Barbeques Galore is set to cease trading this month after a rescue deal with suppliers could not be finalised, bringing a drawn-out administration process to a close and putting 62 company-owned stores on the path to shut their doors. About 500 employees are facing redundancy, and staff are expected to be told on Tuesday afternoon.
The closures are slated to begin on June 16, leaving the retailer’s remaining weeks in trade to be measured in notices, stock and handover dates rather than recovery plans. For workers, the timing turns a long-running uncertainty into something immediate: the business they have been trying to save is now moving to exit.
That outcome follows Barbeques Galore’s voluntary administration in February, when liquidity issues first pushed the business into distress. A deed of company arrangement proposal from Gordon Bros was expected to offer a path through, but the deal was never signed off after the company could not agree on commercial trading terms with suppliers.
The collapse will not hit every part of the network in the same way. News Corp understands 27 franchise stores won’t be impacted by the closures even as the 62 company-owned stores are wound down, a split that leaves part of the brand trading while the larger corporate footprint is dismantled. Customers still holding gift cards have until June 30 to use them, though redemption comes with a catch: they will only be accepted if shoppers spend twice their value in cash.

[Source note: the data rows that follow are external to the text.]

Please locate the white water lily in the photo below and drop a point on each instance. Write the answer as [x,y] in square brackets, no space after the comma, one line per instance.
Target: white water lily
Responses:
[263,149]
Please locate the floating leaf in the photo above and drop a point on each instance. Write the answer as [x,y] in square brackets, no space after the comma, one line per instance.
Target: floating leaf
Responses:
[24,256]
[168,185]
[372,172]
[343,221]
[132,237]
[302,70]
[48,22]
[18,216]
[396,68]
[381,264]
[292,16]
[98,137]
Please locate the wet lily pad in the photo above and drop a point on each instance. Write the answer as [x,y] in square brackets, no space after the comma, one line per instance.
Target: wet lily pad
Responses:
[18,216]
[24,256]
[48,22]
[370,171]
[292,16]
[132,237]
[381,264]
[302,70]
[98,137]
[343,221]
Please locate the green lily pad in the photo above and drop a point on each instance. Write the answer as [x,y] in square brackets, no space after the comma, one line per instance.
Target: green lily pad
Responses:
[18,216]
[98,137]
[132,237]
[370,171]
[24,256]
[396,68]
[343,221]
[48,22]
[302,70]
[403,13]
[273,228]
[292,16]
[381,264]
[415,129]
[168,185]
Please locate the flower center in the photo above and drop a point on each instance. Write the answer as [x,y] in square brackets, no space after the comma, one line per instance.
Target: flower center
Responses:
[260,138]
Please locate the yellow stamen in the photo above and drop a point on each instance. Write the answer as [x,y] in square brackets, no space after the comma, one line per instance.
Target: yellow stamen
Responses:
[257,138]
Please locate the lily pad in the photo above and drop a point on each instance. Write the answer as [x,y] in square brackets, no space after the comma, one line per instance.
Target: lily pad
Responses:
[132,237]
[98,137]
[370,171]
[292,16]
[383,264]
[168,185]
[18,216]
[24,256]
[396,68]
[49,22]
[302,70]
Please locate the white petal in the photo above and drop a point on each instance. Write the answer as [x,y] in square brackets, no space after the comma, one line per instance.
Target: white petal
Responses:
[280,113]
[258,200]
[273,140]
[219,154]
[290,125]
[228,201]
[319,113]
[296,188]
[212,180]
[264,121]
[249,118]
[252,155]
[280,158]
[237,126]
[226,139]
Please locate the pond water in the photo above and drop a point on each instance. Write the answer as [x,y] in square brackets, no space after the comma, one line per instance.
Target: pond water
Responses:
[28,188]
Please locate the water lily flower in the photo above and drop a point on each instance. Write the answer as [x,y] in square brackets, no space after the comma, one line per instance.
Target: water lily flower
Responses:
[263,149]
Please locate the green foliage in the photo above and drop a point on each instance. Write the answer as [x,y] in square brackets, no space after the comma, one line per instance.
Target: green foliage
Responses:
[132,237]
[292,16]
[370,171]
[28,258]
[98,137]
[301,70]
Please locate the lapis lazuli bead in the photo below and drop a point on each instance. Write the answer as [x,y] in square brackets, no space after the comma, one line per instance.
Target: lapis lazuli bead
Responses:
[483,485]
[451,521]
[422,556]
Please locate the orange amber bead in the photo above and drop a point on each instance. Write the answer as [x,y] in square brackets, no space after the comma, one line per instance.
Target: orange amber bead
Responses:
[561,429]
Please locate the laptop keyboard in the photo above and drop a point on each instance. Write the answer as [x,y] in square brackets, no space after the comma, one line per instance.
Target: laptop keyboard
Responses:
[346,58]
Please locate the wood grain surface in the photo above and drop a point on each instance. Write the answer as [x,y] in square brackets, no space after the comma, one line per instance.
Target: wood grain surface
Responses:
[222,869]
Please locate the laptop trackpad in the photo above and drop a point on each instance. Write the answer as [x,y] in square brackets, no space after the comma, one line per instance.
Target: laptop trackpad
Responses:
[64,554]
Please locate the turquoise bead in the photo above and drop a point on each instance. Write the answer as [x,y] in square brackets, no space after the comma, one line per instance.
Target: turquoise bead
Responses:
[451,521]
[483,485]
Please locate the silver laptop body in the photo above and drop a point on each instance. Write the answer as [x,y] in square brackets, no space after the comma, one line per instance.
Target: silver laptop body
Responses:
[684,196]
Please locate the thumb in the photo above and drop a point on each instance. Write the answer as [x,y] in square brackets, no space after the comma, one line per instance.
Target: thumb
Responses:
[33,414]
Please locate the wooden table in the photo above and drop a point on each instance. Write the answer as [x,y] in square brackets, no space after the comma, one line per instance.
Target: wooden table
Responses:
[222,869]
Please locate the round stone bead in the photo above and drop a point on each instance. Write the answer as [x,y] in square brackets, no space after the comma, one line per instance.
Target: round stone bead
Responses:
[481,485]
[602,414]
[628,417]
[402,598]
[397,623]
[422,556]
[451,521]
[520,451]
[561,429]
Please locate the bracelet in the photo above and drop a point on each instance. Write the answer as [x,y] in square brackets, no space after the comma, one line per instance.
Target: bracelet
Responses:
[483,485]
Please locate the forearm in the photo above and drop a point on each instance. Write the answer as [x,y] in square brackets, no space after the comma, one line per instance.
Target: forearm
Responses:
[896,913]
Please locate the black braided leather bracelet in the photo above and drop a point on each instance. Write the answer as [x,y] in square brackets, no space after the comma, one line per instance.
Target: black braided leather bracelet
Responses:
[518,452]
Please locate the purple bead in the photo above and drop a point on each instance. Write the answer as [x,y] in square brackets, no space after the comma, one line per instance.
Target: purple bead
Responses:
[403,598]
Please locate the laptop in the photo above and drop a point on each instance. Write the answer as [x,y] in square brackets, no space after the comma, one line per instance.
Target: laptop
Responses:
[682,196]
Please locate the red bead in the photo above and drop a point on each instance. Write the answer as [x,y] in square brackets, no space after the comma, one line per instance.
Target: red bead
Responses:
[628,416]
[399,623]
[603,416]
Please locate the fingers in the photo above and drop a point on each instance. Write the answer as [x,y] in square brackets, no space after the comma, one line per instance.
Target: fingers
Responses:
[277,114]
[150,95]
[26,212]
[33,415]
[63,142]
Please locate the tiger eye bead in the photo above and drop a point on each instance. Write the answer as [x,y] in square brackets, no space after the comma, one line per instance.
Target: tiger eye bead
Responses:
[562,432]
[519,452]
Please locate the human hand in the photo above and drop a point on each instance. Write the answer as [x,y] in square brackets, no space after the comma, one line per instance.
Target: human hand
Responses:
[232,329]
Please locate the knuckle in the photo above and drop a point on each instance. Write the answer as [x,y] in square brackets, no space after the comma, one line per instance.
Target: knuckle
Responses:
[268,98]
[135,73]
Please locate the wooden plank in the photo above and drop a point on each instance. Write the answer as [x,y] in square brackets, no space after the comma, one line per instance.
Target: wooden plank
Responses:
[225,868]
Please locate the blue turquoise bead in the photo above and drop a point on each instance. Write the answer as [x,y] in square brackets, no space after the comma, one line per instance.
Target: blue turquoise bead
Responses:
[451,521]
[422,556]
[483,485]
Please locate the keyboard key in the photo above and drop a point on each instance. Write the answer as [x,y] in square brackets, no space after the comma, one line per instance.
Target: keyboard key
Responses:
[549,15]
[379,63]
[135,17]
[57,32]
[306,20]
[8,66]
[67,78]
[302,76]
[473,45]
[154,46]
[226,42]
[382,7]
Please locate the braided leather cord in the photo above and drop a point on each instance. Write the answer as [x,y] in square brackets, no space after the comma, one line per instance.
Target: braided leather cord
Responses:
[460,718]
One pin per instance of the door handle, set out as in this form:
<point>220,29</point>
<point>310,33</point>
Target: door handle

Barbeques Galore is described as Australia’s largest barbeque and outdoor furniture retailer, and the scale of the closures shows how far the failure of the rescue effort reaches. New South Wales will bear the brunt with 33 stores shutting, followed by Victoria with 19, Queensland with 18 and Western Australia with 14. South Australia will lose five stores, Tasmania three, the Australian Capital Territory two and the Northern Territory one.
What happens next is already fixed in part and uncertain in the rest. The store closures start on June 16, employees are due to learn their fate on Tuesday afternoon, and the company-owned business will effectively stop trading this month. The franchise network lives on for now, but the broader brand is being cut back to its surviving edges.